Plattformregulierung

Die Privilegien der Plattformunternehmen sehen die Vertreterinnen und Vertreter aller Parteien kritisch. Die FDP spricht von einem Monopolmissbrauch der großen Gatekeeper. Die Grünen sehen allerdings die Gefahr, dass Deutschland und Europa den Anschluss verlieren. Die Antwort besteht aus ihrer Sicht aber nicht in einer Liberalisierung um ihrer selbst willen. Die SPD thematisiert über die Plattformregulierung hinaus die Privilegien im Steuerrecht, Arbeitsrecht, Kartellrecht und Urheberrecht, die aus ihrer Sicht nicht mehr zeitgemäß sind.

Rolle von Unternehmen im digitalen Wettbewerb

Um im globalen Wettbewerb mitzuhalten, müssen Unternehmen durch staatliche Maßnahmen gefördert werden.
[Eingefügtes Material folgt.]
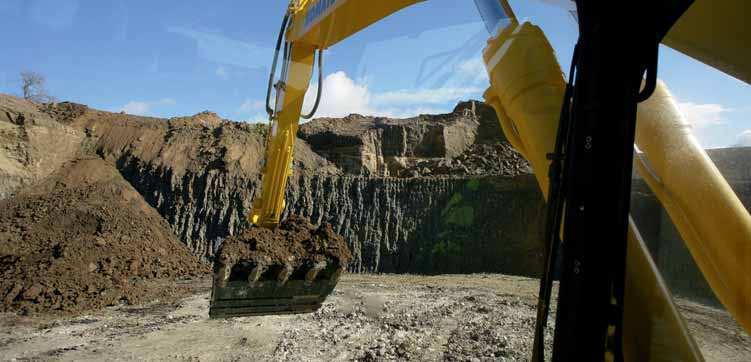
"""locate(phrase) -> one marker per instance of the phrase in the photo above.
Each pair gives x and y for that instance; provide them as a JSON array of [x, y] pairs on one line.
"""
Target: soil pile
[[294, 243], [478, 160], [83, 239]]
Darin sind sich alle Parteivertreterinnen und -vertreter einig. In der Zielrichtung und der Umsetzung der Maßnahmen unterscheiden sich die Programme jedoch.

Die Grünen setzen auf staatliche Unterstützung für Unternehmen, um die Klimawende zu schaffen. Der Aufbruch sei nicht mit einer schwarzen Null machbar, sondern brauche Investitionen und Anreize wie etwa CO2-Zertifikate, Gründerinnenbonus und Bürgerfonds. Auch die FDP setzt auf den Staat als Förderer von Forschung und Wirtschaft. Für sie besteht ein großes Hindernis in zu starker oder unklarer Regulierung. Digitale Freiheitszonen sollen geschützte Räume für Innovationen ermöglichen.

Mit dem Begriff der „digitalen Souveränität“ setzt sich die SPD für mehr Wettbewerbsfähigkeit und Freiheitsrechte ein. Aus individueller Perspektive gehe es darum, wie souverän der oder die Einzelne im Netz agieren und über die eigenen Daten verfügen kann. Aus staatlicher Perspektive, so Christian Flisek, gehe es darum, ethische Prinzipien in Europa, die im globalen Wettbewerb massiv unter Beschuss stehen, aktiv zu verteidigen.

Für die AfD wiederum besteht die Lösung in einem Mix aus Aufbauförderung von Unternehmen, finanziellen Anreizen und Steuerentlastungen. Zudem sollten Grundlagen für die Wettbewerbsfähigkeit bereits in der Schule gelegt werden, indem die MINT-Fächer (Mathematik, Informatik, Naturwissenschaften und Technik) stärker gefördert würden.

Digitalpolitik umsetzen

Bei der Umsetzung der Digitalpolitik kristallisieren sich zwei Lager heraus: Die einen befürworten ein Digitalministerium als Treiber des Themas, die anderen hingegen sehen das Querschnittsthema in den bestehenden Ministerien am besten aufgehoben.

Zu den Befürwortern eines Digitalministeriums zählen die FDP und die AfD. Die FDP betrachtet die anderen Initiativen – etwa die Ansiedelung im Kanzleramt – als gescheitert. Auch die AfD setzt auf eine Bündelung von Kompetenzen, so wie im Umweltministerium bereits geschehen. Nur in einem eigenen Ministerium lasse sich nach Ansicht von Joana Cotar eine echte digitale Strategie entwickeln.